The first book of the trilogy (The Fifth Season) is done, and the second is in progress. The different books are more closely tied together than those of the Inheritance trilogy, which was following the story of the 3 deities across long periods of time and thus used different POVs, or the Dreamblood, which was following the story of Gujareeh, the discovery of corruption in a city that was supposed not to be corrupt, and how that corruption was dealth with. By contrast, The Fifth Season focuses on the main character and follows her while she pursues her husband and child. All the while, the environment is changing, adapting to new conditions.

The change in the environment is very thorough. Nora mentioned that only the rich keep dogs. Poor people have kirkusa, like giant otters. They are cuddly, but the season change makes them carnivores and they have a tendency to eat their owners! [This made me think of a recent story where the owner of dogs had died and been eaten by them, so...] The woman's journey through the world allows her to discover many of the changes as they happen, as the world becomes more unsafe.

Cultural practices in this world based on the season - it's called seasonal law. There was a continent-spanning empire that developed rules for getting through the fifth season. Each comm, or community, has a head person to run things when the season changes.

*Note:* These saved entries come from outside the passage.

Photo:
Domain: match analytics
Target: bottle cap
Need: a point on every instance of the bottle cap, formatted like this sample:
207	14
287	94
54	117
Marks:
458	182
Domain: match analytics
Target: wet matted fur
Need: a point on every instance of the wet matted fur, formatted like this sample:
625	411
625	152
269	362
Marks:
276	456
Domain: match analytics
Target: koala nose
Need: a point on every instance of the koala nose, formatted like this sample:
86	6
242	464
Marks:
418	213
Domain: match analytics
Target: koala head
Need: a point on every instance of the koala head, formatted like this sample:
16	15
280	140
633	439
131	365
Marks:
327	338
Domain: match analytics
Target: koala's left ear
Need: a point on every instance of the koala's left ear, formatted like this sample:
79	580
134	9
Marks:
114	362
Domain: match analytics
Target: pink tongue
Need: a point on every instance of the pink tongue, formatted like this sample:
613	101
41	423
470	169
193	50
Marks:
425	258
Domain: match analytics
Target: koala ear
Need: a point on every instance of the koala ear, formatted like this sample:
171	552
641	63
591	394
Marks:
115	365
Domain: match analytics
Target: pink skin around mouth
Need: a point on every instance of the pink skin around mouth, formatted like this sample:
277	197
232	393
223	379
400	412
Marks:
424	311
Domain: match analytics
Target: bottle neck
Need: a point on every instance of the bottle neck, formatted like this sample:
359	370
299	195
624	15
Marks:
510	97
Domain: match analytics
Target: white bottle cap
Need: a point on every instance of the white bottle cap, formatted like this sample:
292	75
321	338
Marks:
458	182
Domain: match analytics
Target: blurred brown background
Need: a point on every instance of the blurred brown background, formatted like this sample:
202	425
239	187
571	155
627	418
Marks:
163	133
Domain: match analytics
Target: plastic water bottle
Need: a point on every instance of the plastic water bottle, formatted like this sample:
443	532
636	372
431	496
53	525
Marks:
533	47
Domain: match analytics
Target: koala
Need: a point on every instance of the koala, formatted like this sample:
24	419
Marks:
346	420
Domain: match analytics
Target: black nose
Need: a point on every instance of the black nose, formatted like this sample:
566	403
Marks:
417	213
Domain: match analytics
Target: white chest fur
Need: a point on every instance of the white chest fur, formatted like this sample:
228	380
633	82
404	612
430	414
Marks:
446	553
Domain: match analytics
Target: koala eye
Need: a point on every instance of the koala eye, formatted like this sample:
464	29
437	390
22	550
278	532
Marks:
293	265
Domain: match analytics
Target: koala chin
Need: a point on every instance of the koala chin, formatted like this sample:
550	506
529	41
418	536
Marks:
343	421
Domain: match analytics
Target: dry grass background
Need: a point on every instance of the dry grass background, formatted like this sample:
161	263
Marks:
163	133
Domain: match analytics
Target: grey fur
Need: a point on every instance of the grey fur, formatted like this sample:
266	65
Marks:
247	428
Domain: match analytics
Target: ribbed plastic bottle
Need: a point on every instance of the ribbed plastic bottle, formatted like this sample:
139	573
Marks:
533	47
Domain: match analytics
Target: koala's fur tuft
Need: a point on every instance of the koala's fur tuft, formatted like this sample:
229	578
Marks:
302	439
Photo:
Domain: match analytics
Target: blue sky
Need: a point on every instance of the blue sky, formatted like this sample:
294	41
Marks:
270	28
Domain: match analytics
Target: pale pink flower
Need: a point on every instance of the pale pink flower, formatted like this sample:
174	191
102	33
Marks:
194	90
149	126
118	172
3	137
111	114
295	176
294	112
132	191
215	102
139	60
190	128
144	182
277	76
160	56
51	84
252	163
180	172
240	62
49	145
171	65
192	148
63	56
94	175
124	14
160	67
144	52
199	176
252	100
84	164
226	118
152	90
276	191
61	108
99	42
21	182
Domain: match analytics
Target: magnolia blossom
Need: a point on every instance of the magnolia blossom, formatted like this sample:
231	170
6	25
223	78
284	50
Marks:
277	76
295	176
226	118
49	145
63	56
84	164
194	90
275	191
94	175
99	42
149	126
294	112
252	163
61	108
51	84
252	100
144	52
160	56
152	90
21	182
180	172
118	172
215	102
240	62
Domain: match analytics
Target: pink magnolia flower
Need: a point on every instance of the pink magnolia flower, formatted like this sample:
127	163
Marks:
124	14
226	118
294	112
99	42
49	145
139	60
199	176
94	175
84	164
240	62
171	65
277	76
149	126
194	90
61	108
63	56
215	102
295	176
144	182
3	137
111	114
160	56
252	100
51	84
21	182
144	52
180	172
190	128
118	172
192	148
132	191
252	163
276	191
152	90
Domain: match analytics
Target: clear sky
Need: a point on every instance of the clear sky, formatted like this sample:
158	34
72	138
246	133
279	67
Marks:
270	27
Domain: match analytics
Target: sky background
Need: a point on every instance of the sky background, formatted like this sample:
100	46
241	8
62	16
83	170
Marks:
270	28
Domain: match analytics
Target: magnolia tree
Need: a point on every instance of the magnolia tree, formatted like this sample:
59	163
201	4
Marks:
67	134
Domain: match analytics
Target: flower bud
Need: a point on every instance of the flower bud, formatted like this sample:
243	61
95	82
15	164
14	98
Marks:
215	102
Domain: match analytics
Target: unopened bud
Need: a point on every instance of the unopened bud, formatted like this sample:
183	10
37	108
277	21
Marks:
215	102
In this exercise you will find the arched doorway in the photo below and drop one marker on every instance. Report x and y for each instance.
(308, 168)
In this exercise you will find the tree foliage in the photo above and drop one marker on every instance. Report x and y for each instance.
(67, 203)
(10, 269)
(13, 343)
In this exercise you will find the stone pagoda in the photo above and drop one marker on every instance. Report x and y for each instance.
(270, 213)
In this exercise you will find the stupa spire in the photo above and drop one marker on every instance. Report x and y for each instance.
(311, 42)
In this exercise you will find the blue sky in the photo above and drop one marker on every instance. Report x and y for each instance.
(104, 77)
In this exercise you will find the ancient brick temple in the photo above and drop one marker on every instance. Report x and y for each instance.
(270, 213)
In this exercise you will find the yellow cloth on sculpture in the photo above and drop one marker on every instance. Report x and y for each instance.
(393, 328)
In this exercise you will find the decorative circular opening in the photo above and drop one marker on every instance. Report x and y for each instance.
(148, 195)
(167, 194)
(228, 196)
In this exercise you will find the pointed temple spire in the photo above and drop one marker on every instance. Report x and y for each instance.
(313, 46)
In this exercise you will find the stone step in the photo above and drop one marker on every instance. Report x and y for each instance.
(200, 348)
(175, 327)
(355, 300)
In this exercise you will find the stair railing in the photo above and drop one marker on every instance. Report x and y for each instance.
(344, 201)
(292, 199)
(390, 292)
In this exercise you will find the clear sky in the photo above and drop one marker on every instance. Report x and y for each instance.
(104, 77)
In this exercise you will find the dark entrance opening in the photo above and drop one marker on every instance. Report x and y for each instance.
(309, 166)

The communities have walls, and they close the gates. Everyone in a comm has a function, and this is reflected in their names. A person will have a given name, a use name, and a community name. These names will depend on the caste they are assigned to. Resistance is for people who are survivors of past plagues. Strongbacks are the laborers, and there are always too many of them. People who don't have a "use" don't fit into this system, don't get a use name, and get kicked out when the season changes. If you are judged useful, you get a comm name.

Nora took the time to emphasize that despite all our discussion of the details of the world, the center of this book is on the character and her story. Keeping worldbuilding in the service of story is an important aspect of excellent writing! The novel features the worldbuilding obliquely. Orogenes are hunted, and only acceptable if leashed, oppressed in terrifying ways. The main character wanted to settle down and have a family, but her husband's violence leads to the end of her world, which parallels the end of the world in the fifth season.

I, for one, can't wait to read it!

Thank you so much for joining us, Nora! You are welcome at the hangouts any time. We really appreciate you coming to discuss your work and your fascinating new world with us.